Der Name ist an Sachlichkeit kaum zu überbieten: „Rand- und Kernfüllmasse EC-3505 B/A FR“. Sie haben keine Ahnung, worum es dabei geht? Und Sie wissen auch nicht, wer die Minnesota Mining & Manufacturing Company ist? Das ist Ihnen nicht zu verdenken. Und doch geht es um ein Riesenunternehmen, das im Alltag der meisten Menschen eine Rolle spielt – und um eines der Produkte der Firma, die in der Luftfahrt immer wichtiger werden. 
Also zählen wir Anfangsbuchstaben: 3M!

Genau so heißt die 1902 als Bergbauunternehmen gegründete Firma heute.
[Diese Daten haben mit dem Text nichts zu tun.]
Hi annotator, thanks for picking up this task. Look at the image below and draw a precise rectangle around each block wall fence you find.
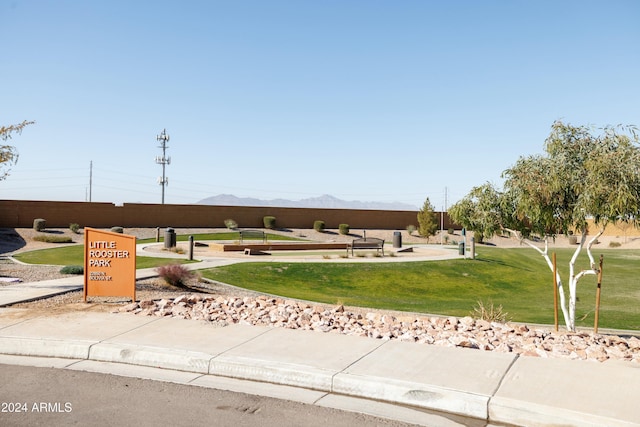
[0,200,459,230]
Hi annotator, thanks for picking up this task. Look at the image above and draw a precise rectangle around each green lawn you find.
[16,239,640,330]
[137,231,303,243]
[203,247,640,330]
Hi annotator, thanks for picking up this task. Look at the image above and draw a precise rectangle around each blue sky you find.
[0,0,640,209]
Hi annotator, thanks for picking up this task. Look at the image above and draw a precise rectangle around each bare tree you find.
[454,121,640,331]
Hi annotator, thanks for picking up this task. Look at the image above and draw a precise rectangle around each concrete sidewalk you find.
[0,246,640,427]
[0,308,640,426]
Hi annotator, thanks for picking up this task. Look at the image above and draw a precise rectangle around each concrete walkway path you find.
[0,308,640,427]
[0,246,640,427]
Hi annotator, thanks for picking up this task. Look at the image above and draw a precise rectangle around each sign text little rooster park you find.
[84,227,136,302]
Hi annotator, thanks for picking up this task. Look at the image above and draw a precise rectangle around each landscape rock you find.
[120,295,640,363]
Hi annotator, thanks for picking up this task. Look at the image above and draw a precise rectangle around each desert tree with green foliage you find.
[449,121,640,331]
[0,120,35,181]
[449,183,501,243]
[418,197,438,242]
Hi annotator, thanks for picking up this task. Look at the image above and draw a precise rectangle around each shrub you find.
[469,300,509,323]
[262,215,276,230]
[418,197,438,242]
[156,264,196,286]
[60,265,84,275]
[33,218,47,231]
[224,219,238,230]
[33,234,73,243]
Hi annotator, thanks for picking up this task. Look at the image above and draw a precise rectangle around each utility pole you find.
[156,129,171,205]
[89,160,93,202]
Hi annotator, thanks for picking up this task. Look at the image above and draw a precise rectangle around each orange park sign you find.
[84,227,136,302]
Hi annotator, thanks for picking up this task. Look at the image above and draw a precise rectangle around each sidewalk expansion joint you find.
[330,340,391,393]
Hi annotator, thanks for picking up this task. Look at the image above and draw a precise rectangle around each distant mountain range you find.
[196,194,419,211]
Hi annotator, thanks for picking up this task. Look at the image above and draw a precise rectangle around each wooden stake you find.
[553,252,558,332]
[593,255,604,334]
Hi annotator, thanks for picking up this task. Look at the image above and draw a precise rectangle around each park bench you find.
[347,237,384,256]
[240,230,267,243]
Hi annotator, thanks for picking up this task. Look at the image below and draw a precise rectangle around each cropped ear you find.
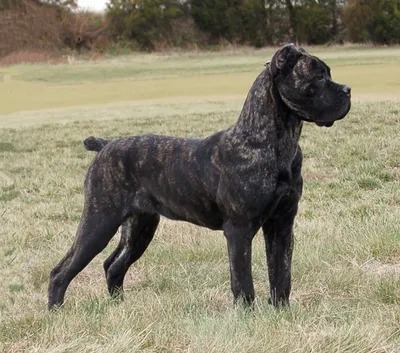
[271,43,302,77]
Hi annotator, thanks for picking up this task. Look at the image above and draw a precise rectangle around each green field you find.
[0,47,400,353]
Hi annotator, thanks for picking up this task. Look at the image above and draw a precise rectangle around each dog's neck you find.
[233,64,302,143]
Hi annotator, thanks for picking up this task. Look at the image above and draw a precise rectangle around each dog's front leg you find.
[224,221,257,305]
[263,206,296,306]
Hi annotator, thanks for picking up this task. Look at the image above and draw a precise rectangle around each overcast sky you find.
[78,0,107,11]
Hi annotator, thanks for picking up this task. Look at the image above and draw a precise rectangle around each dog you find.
[48,44,351,309]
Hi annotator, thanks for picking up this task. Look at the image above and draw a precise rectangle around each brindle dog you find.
[48,44,350,309]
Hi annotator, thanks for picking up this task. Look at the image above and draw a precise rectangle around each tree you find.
[107,0,184,49]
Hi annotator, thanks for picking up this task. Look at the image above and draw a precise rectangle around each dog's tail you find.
[83,136,111,152]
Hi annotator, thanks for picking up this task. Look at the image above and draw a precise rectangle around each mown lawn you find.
[0,48,400,353]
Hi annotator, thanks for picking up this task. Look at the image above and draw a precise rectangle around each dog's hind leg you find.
[104,213,160,296]
[48,208,123,310]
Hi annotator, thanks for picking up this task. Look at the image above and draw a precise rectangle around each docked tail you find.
[83,136,111,152]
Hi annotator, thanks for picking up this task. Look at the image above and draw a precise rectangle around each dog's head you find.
[269,44,351,127]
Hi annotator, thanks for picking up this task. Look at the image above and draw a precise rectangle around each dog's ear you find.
[270,43,304,77]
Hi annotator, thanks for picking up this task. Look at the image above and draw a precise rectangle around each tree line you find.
[0,0,400,54]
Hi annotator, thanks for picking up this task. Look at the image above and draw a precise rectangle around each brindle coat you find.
[48,44,350,309]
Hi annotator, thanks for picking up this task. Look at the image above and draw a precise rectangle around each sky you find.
[78,0,107,11]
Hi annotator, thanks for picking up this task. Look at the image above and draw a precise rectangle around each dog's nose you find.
[343,86,351,96]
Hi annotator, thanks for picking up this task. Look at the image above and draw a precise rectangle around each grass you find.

Deren nicht richtig klebende und genau deshalb so praktische Notizzettel namens „Post-it“ haben Sie garantiert schon mal benutzt, damit etwas nicht in Vergessenheit gerät. Da ist die anfangs erwähnte Kernfüllmasse schon deutlich unauffälliger. Doch dazu später mehr. 
In der Luftfahrt ist 3M schon seit langem ebensowenig wegzudenken wie die gelben Klebezettel im Büro. Denn seit über 50 Jahren wird im Flugzeugbau nicht nur genietet und geschraubt, sondern an vielen Stellen auch geklebt – und das ist ein Spezialgebiet des US-amerikanischen Multitechnologiekonzerns.
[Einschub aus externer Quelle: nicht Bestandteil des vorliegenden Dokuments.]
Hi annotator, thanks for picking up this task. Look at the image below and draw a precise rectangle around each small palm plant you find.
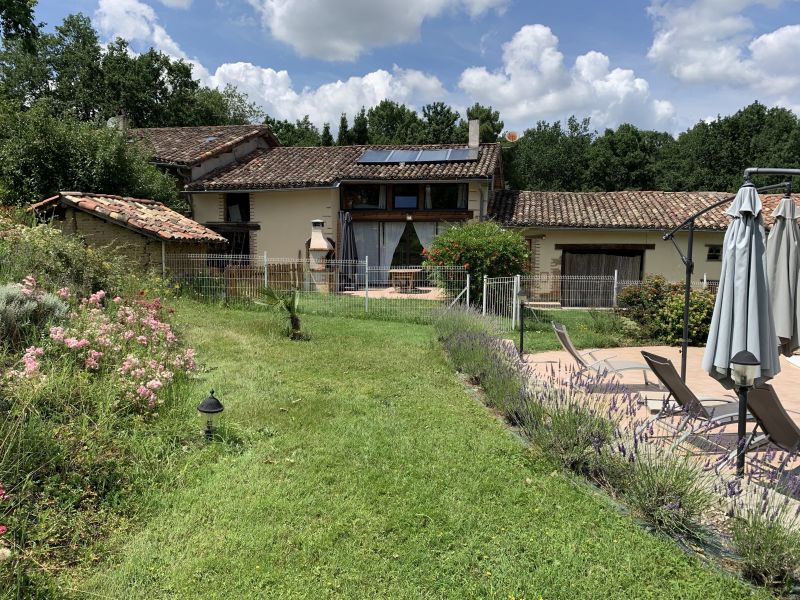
[262,286,306,340]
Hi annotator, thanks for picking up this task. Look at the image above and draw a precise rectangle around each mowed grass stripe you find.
[72,303,764,599]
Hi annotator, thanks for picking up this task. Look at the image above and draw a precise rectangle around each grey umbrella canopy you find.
[703,182,781,389]
[767,195,800,356]
[339,212,358,289]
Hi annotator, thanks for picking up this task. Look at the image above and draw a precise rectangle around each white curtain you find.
[353,222,380,265]
[414,221,437,250]
[380,221,406,268]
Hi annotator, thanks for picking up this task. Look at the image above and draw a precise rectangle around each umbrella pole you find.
[736,386,747,477]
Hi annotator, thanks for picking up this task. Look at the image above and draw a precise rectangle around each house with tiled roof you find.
[186,121,503,266]
[487,190,800,281]
[29,192,228,267]
[126,125,280,187]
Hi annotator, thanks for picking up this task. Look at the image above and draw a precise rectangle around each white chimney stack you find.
[469,119,481,148]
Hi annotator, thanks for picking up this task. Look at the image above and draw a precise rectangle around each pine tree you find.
[320,123,333,146]
[336,113,350,146]
[350,106,369,144]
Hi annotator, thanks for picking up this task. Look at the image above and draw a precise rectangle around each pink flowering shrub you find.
[0,481,8,537]
[8,290,196,412]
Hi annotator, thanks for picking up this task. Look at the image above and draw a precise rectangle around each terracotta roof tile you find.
[189,144,500,190]
[488,190,800,231]
[128,125,279,165]
[29,192,226,243]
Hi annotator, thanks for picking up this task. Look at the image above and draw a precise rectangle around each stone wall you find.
[54,208,208,268]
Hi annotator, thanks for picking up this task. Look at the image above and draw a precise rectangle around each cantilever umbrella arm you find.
[663,167,800,381]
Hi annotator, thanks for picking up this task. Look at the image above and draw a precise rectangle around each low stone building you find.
[30,192,227,267]
[488,190,792,282]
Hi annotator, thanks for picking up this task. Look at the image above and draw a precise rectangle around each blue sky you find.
[37,0,800,132]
Eineinhalb Jahre Entwicklung

Vor allem beim Innenausbau ist dabei die Tendenz steigend – und das nicht nur, weil Klebstoff potenziell leichter ist als Schrauben und Niete. Der Grund ist unter der Oberfläche zahlreicher Kabinenelemente versteckt: Das Innere von Wandverkleidungen oder Schrankwänden besteht aus einem Kern, der im Englischen treffend „Honeycomb“ heißt: Honigwabe. Die Wabenstruktur wird auf Ober- und Unterseite mit einer Deckschicht versehen, sodass eine Sandwichstruktur entsteht. Sie ist stabil und gleichzeitig leicht – was die Bauweise gerade für die Luftfahrt so interessant macht. Mit wenig Materialeinsatz lassen sich so Platten für Kabinenwandverkleidungen, Fußbodenpaneele oder Gepäckfächer herstellen – kaum ein Passagier weiß, dass die Technologie in so gut wie jeder Kabine versteckt ist.

Bei der Verarbeitung müssen die Flugzeugbauer jedoch andere Wege gehen als traditionelles Nieten und Schrauben: Die halten nämlich in der Wabenstruktur nicht. Also werden die Verbundplatten verklebt. Für nahezu jeden Anwendungsfall ist dabei ein anderes Klebemittel erforderlich – je nachdem, ob Platten verbunden, Befestigungsklammern montiert oder Oberflächen aufgebracht werden sollen.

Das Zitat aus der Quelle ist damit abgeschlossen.